Her encouragement inspires Barbara to get well and complete the project. Jean suggests she end the film with an image of Barbara walking on the beach, and she complies with her wishes. Jean dies before seeing the completed work, but a newly confident Barbara is certain she would have approved of it.

==Production==
Edgar Scherick later said, "Michael Eisner said, 'Let's make the first Valium movie.' I think it is the only Valium movie. I hated the guts of our lead actress Jill Clayburgh. She was cruel to everybody. I hate cruel people. It wasn't a bad book. Jill Clayburgh was Michael Eisner's cousin or something like that. He wanted to make a picture with Jill Clayburg. I never thought much of the picture."

Much of the film was shot on location in New York City. The hospital interiors and exteriors were filmed at Pomona College in Claremont, California.

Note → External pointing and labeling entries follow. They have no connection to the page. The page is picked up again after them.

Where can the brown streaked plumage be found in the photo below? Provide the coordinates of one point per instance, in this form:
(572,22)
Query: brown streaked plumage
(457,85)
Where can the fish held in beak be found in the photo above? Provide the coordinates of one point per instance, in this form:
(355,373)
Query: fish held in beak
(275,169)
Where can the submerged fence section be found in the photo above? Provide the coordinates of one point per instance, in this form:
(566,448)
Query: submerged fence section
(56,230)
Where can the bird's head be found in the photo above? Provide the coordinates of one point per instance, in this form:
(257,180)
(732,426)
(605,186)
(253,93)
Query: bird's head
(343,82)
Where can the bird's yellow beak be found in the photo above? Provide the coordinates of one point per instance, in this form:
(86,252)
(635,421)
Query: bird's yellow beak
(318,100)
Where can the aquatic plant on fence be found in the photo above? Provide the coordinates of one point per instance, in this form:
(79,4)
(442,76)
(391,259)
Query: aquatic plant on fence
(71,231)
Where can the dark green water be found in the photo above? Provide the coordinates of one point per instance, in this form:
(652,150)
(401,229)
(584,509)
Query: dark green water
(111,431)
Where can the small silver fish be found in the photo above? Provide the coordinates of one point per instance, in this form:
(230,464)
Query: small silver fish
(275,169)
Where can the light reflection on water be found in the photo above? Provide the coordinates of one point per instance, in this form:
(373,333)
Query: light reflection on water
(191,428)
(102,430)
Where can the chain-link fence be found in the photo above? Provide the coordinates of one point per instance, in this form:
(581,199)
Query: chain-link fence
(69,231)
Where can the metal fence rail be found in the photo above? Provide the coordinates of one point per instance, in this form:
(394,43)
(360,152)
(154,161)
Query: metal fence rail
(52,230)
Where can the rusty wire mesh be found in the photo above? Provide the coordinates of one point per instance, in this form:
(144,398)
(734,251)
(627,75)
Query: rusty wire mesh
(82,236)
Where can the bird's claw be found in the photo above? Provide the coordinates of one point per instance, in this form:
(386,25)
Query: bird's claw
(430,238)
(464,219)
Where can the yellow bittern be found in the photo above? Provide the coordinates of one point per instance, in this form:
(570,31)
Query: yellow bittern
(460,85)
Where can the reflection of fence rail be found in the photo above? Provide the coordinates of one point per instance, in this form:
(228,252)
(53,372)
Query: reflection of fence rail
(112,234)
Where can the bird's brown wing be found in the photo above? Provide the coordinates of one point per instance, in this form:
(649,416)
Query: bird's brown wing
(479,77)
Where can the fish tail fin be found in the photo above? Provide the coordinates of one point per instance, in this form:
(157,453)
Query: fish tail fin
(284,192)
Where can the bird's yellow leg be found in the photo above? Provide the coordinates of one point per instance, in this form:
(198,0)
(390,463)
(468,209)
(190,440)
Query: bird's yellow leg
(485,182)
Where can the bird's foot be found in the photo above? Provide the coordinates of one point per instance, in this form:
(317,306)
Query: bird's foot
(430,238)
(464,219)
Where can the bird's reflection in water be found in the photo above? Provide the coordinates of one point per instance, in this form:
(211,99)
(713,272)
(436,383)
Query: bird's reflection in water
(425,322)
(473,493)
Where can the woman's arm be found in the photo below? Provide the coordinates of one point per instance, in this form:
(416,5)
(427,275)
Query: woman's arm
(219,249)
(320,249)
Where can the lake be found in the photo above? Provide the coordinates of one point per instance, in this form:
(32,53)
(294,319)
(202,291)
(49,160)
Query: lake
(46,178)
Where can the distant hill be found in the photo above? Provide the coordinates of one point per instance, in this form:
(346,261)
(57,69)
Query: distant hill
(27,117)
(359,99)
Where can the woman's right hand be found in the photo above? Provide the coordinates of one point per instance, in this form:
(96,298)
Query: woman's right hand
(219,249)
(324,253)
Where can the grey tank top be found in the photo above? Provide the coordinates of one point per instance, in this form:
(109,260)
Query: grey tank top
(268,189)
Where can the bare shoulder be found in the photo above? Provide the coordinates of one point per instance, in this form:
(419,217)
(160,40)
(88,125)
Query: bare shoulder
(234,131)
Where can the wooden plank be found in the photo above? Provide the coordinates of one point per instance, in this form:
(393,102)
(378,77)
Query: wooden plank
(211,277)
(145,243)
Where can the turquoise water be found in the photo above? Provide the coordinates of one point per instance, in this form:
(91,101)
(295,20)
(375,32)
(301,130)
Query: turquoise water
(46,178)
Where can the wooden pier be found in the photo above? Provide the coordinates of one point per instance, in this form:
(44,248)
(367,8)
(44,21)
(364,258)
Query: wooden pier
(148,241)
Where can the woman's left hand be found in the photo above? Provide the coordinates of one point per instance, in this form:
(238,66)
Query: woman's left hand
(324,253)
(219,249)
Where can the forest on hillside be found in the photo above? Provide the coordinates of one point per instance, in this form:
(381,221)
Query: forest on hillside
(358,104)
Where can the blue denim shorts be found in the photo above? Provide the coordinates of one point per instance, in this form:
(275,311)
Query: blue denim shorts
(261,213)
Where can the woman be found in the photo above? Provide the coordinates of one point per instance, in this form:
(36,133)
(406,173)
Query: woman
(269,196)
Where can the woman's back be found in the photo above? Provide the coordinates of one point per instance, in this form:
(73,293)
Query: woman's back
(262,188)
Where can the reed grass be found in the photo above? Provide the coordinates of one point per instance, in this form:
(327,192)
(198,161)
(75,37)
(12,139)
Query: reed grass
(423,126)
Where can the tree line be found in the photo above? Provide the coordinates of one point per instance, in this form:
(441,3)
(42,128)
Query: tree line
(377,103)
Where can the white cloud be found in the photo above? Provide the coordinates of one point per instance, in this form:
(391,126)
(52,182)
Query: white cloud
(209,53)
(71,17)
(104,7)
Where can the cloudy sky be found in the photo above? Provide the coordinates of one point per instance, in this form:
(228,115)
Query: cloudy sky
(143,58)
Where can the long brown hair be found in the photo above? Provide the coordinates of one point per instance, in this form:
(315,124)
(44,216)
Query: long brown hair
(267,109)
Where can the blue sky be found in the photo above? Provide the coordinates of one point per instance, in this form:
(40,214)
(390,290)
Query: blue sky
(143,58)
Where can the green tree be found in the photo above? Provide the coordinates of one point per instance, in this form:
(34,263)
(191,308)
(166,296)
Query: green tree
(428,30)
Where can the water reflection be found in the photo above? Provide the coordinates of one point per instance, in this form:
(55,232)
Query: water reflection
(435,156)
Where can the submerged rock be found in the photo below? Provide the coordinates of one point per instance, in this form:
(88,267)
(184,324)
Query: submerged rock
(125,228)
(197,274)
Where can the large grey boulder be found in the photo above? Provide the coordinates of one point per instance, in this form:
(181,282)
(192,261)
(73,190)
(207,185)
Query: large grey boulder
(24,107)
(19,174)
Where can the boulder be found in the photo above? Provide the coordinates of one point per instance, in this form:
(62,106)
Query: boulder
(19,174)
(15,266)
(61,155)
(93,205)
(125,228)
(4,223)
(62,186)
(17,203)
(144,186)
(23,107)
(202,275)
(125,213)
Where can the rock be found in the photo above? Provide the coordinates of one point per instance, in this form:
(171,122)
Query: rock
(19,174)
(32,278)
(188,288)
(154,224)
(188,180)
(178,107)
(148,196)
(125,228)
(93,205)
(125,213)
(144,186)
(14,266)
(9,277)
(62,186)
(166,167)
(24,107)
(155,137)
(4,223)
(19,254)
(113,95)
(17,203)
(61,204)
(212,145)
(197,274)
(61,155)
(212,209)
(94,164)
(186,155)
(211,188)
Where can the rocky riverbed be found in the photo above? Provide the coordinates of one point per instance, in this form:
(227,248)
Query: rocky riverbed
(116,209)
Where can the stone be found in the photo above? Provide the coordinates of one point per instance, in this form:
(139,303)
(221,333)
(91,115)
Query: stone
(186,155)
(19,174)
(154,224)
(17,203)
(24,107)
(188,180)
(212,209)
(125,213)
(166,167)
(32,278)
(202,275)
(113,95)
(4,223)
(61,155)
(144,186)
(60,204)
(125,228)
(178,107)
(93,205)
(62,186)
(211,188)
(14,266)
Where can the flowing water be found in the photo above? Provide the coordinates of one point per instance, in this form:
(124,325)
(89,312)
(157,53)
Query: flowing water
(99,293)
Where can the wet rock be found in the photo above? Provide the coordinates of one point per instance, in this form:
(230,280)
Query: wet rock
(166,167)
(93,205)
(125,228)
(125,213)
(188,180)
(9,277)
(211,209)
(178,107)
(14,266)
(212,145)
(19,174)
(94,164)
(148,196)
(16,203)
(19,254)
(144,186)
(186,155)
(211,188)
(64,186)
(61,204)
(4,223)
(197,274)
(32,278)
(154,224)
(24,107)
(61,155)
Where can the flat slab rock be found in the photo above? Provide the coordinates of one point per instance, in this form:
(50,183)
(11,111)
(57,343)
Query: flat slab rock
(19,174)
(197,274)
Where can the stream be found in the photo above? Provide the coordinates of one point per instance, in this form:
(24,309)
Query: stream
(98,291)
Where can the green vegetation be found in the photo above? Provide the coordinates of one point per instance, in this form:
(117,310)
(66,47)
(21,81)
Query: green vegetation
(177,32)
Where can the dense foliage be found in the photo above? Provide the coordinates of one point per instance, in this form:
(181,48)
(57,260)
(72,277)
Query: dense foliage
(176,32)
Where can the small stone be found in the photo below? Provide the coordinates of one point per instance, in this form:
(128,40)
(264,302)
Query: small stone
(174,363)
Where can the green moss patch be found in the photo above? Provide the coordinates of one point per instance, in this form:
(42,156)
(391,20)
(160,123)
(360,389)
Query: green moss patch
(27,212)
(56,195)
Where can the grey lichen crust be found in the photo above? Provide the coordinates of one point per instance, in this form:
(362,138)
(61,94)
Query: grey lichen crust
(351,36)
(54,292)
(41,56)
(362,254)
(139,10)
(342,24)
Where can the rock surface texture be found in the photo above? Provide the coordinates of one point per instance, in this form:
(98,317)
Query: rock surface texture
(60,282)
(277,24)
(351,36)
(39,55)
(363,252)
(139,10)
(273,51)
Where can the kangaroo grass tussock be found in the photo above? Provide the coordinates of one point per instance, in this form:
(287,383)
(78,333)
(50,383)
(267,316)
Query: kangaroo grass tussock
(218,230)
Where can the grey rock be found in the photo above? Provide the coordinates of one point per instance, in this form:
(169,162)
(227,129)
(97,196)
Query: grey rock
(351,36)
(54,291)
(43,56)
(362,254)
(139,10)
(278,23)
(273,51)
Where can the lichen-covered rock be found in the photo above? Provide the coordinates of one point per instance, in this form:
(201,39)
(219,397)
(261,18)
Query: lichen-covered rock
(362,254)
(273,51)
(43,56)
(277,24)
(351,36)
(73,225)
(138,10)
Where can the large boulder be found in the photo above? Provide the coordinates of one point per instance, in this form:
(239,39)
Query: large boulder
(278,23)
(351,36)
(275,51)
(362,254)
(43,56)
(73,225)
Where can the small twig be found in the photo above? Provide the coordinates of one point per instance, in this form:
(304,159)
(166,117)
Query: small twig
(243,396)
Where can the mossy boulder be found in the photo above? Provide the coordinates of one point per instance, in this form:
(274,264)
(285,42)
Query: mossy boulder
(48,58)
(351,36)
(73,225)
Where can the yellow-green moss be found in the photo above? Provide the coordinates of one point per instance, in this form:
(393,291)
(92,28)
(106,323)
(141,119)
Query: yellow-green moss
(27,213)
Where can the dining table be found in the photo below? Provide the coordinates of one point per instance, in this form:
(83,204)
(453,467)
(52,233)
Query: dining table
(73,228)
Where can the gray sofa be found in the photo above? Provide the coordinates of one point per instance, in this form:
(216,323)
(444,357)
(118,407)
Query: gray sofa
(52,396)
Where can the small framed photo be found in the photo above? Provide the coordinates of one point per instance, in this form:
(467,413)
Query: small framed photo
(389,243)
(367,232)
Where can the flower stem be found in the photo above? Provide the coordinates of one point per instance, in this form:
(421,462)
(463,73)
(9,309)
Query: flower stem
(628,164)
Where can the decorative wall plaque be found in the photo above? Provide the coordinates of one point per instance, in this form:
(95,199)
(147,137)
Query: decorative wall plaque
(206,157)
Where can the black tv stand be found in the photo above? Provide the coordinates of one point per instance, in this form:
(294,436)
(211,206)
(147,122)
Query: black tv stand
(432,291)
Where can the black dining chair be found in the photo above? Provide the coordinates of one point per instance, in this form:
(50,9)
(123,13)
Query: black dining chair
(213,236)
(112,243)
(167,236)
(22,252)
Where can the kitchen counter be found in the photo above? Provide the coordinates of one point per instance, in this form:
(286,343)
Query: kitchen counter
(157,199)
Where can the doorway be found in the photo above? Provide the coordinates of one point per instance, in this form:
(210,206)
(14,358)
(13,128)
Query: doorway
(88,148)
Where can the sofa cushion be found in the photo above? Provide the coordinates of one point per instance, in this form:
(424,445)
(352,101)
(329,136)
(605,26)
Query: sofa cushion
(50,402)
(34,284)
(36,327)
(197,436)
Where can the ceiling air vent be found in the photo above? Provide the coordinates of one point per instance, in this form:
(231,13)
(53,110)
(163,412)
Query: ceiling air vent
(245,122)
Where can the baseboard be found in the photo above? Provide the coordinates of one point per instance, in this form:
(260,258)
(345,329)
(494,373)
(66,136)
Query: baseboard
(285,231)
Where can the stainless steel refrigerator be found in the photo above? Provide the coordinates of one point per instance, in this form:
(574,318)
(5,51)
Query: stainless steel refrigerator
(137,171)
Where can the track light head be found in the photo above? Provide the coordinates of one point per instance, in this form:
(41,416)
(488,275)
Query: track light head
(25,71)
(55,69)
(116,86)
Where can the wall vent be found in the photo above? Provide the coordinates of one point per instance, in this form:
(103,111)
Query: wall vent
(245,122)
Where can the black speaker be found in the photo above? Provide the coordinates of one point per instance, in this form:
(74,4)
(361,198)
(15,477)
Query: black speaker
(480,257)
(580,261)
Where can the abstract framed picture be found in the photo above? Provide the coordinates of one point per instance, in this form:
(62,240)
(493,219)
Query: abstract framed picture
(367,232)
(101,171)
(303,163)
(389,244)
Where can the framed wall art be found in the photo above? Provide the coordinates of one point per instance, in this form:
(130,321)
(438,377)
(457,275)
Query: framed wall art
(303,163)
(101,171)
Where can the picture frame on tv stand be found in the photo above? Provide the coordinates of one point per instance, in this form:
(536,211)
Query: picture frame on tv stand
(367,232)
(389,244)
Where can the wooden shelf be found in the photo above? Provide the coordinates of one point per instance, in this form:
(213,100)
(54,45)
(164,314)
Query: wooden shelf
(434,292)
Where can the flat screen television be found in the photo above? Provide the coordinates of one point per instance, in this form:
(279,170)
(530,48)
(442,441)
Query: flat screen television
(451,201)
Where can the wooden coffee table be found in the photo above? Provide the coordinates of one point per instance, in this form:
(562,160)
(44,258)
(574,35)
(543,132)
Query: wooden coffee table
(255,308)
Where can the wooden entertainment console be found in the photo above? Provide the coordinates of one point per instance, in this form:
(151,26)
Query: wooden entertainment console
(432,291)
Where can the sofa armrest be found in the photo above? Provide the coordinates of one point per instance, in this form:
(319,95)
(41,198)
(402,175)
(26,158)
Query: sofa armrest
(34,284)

Some of the original music composed by Stanley Silverman was performed by pianist Paul Jacobs. The soundtrack includes "I Guess I'll Have to Change My Plan" by Tony Bennett and Count Basie and "Our Love Is Insane" by Desmond Child and Rouge.

==Critical response==
The film received negative reviews during its release. In her review in The New York Times, Janet Maslin called it a forceful and involving film. But it's not an especially revealing one. We never quite learn why Barbara Gordon, who is played earnestly and vigorously by Jill Clayburgh, has gotten into trouble. Although the film describes her illness and recovery in harrowing detail, it simply presents the symptoms ... I'm Dancing as Fast as I Can is often quite effective, by nature of the very nightmare that it chronicles. But its power is more bluntly disturbing than provocative or controlled. Geraldine Page particularly exemplifies this, in the role of a poet who is dying of cancer ... the film isn't sure how to use her. It returns to her periodically, as if trying not to be forgetful, rather than in a more dramatic or opportune way. It doesn't wonder why Barbara is more deeply attached to this woman than to anyone else in her life. And it chronicles her illness as much for its upsetting effect as to provide any insight into Barbara. This movie doesn't need any more distress than Barbara's story already provides.

According to Variety: "Crucial inability of a film to get inside a character's head spells big trouble for I'm Dancing As Fast As I Can. Result here is that Jill Clayburgh's constantly center-stage character comes off as the pill-popping dingbat she's called at one point, rather than as a fascinating lady with a major problem ... Only two members of the large supporting cast, Dianne Wiest and Geraldine Page, have any chance to develop their characters, and both do well."

I'm Dancing as Fast as I Can holds a 33% rating on Rotten Tomatoes based on six reviews.